Satelit Nusantara Lima Menembus Angkasa
- Dok. PSN
Digital, VIVA - Perusahaan satelit swasta pertama di Indonesia, Pasifik Satelit Nusantara (PSN), sukses meluncurkan Satelit Nusantara Lima (SNL) ke orbit dengan Roket Falcon 9 milik Space Exploration Technologies Corporation (SpaceX) dari Cape Canaveral, Florida, Amerika Serikat (AS), pada 11 September 2025 waktu setempat.
SNL merupakan satelit berkapasitas 160 Gigabit per Second (Gbps), yang terbesar di Asia, sehingga mampu memberikan layanan akses internet ke seluruh Nusantara hingga Filipina dan Malaysia.
Satelit Nusantara Lima akan memainkan peran penting dalam memperkuat kapasitas nasional bagi pasar domestik, pemerataan akses internet, pengembangan aspek teknologi telekomunikasi, penguatan sumber daya manusia berbasis antariksa, mitigasi bencana, pemantauan lingkungan, serta sektor pertahanan dan keamanan.
Direktur Utama PSN Adi Rahman Adiwoso mengatakan keberhasilan peluncuran SNL semakin memperkuat kapabilitas dan kredibilitas Indonesia sebagai salah satu pemain penting di industri antariksa global.

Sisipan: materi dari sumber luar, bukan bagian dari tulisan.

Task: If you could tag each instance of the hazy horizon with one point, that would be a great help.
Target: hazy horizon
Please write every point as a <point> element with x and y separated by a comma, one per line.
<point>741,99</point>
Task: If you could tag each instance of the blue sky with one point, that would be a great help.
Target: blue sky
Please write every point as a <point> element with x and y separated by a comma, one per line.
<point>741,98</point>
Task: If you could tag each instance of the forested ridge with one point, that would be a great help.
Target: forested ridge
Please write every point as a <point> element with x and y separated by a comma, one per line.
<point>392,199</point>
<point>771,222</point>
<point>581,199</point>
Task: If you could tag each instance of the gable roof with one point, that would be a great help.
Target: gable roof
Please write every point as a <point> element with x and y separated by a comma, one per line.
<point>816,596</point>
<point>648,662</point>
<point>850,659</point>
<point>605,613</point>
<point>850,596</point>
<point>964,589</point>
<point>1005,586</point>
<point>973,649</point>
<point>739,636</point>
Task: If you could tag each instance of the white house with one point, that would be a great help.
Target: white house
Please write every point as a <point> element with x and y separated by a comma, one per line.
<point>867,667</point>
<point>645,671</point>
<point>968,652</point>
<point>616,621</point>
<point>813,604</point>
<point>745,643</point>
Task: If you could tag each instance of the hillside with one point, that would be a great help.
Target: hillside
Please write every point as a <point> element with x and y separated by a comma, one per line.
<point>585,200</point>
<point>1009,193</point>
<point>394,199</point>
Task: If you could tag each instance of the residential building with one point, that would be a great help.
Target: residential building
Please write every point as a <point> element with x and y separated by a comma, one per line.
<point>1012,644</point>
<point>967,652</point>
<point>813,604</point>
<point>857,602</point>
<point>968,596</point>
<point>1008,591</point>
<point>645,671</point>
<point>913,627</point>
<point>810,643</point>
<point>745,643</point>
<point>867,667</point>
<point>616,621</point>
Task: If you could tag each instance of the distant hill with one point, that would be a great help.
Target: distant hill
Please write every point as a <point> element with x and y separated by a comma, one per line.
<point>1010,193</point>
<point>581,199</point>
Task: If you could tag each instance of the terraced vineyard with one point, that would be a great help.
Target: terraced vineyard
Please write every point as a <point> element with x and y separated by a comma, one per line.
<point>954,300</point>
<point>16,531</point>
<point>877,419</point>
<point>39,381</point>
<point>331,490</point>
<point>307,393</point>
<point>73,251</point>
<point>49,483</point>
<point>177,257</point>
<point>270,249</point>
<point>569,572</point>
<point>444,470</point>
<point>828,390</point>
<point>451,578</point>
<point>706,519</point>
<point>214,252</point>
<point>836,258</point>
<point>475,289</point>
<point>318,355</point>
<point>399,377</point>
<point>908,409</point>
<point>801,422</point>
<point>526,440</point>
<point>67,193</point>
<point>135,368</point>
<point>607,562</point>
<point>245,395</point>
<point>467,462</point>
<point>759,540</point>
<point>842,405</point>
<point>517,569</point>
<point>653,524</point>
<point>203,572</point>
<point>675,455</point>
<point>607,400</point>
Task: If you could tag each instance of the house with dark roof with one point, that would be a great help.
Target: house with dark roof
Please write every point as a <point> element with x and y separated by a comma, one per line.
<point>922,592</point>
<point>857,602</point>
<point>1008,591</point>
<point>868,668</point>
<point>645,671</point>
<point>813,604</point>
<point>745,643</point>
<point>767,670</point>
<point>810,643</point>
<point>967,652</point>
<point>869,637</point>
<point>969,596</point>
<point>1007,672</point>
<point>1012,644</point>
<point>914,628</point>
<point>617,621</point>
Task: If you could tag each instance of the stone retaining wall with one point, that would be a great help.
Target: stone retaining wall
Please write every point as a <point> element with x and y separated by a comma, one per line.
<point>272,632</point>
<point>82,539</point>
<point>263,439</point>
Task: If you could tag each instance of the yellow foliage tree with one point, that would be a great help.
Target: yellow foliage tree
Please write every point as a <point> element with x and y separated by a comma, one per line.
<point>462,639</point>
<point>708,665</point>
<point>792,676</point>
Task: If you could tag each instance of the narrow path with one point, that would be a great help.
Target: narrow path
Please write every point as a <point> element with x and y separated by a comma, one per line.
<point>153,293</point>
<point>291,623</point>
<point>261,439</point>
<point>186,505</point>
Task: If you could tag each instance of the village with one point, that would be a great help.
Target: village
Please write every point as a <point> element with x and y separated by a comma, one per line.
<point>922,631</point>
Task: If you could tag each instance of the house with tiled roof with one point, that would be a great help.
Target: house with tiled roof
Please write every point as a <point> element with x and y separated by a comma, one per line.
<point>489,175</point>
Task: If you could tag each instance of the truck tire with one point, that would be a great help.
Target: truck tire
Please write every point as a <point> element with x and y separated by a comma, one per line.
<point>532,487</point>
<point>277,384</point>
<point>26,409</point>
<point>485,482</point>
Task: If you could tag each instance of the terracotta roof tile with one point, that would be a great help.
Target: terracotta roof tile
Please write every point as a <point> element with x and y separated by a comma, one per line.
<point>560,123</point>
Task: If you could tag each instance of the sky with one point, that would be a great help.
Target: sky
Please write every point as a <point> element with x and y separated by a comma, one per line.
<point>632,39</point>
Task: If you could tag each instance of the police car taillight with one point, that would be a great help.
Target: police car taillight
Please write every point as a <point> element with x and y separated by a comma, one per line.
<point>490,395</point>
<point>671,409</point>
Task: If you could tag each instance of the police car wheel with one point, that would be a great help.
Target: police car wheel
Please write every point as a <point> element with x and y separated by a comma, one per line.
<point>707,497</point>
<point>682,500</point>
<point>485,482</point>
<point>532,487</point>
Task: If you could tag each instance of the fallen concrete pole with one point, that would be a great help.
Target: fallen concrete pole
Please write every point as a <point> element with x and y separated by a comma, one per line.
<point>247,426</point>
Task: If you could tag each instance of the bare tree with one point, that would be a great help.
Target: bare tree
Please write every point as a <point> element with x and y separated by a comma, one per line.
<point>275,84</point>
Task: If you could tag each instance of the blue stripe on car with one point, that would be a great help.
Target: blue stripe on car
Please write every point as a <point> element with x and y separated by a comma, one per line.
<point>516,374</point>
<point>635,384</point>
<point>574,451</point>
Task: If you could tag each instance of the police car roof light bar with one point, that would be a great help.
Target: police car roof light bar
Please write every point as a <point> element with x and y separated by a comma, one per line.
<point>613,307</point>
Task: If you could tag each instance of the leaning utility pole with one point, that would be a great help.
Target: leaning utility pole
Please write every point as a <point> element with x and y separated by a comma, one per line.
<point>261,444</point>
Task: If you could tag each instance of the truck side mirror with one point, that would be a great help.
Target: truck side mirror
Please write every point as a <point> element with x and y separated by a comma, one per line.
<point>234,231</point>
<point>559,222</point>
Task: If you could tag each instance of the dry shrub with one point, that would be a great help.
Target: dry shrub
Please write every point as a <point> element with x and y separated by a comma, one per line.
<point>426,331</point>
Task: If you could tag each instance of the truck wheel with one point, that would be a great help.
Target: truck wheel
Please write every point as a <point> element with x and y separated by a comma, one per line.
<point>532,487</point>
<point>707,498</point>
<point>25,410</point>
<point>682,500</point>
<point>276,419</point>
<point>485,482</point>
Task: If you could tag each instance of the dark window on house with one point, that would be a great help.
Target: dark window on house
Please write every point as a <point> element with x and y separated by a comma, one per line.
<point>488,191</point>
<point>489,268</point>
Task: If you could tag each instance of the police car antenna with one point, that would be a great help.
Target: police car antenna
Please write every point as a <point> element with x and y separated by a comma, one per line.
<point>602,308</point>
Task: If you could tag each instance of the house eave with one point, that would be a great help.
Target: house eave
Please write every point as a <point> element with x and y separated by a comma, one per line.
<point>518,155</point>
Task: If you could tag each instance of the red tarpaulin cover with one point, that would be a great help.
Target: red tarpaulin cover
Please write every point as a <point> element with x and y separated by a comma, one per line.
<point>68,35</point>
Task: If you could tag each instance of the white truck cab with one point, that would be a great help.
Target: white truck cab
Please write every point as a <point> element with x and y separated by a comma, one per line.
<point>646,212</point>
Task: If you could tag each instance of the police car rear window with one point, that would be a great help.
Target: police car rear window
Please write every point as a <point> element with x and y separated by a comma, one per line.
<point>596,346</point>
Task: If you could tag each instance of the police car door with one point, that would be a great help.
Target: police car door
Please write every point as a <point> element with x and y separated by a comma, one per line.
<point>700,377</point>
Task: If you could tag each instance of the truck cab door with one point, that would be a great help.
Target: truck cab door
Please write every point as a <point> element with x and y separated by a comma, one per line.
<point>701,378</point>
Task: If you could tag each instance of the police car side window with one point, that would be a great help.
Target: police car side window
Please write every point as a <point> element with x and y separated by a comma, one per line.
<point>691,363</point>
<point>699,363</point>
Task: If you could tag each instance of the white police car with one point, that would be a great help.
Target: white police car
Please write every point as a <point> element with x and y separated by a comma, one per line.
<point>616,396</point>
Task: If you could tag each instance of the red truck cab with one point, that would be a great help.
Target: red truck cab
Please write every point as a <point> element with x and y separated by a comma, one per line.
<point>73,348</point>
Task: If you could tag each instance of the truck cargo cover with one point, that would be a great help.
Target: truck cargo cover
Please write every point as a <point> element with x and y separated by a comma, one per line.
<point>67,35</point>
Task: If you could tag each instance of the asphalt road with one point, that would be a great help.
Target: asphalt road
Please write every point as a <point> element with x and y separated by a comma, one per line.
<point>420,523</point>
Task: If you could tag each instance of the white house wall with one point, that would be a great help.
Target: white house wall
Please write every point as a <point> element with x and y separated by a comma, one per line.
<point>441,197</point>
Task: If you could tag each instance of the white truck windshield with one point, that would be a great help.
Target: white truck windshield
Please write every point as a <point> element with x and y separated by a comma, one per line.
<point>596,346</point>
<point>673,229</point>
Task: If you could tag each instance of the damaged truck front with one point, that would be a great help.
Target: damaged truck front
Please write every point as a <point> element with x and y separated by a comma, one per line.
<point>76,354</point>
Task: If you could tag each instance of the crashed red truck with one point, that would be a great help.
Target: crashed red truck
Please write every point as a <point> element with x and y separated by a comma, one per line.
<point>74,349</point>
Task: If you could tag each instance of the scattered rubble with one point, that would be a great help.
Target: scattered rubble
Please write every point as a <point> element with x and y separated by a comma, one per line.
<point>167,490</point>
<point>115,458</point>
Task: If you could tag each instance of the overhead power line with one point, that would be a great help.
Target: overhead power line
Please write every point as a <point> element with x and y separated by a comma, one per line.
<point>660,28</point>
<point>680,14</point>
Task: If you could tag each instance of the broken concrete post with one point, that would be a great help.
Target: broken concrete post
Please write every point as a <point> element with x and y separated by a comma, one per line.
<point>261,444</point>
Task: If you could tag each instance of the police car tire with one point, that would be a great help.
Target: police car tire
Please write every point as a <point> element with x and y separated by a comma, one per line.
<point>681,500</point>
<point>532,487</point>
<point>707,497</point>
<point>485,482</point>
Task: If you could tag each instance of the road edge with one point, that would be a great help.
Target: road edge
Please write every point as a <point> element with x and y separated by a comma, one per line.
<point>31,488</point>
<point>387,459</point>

Kesuksesan ini menunjukkan bahwa Indonesia mampu menciptakan infrastruktur layanan berbasis internet sekaligus menjadi momentum untuk menyusun peta jalan industri antariksa nasional.
Satelit Nusantara Lima merupakan satelit dengan teknologi Very High Throughput Satellite (VHTS) sehingga memungkinkan kapasitas bandwidth yang lebih besar dalam menyediakan layanan broadband ke seluruh pelosok Indonesia dan negara-negara di ASEAN, yaitu Filipina dan Malaysia.
Satelit berbobot 7,8 ton tersebut dilengkapi dengan sistem propulsi hybrid yaitu menggunakan propulsi kimia dan elektronik Xenon-Ion (XIPS), yang sepuluh kali lebih efisien dibandingkan satelit konvensional, serta 101 spot beam yang bekerja di frekuensi Ka-band.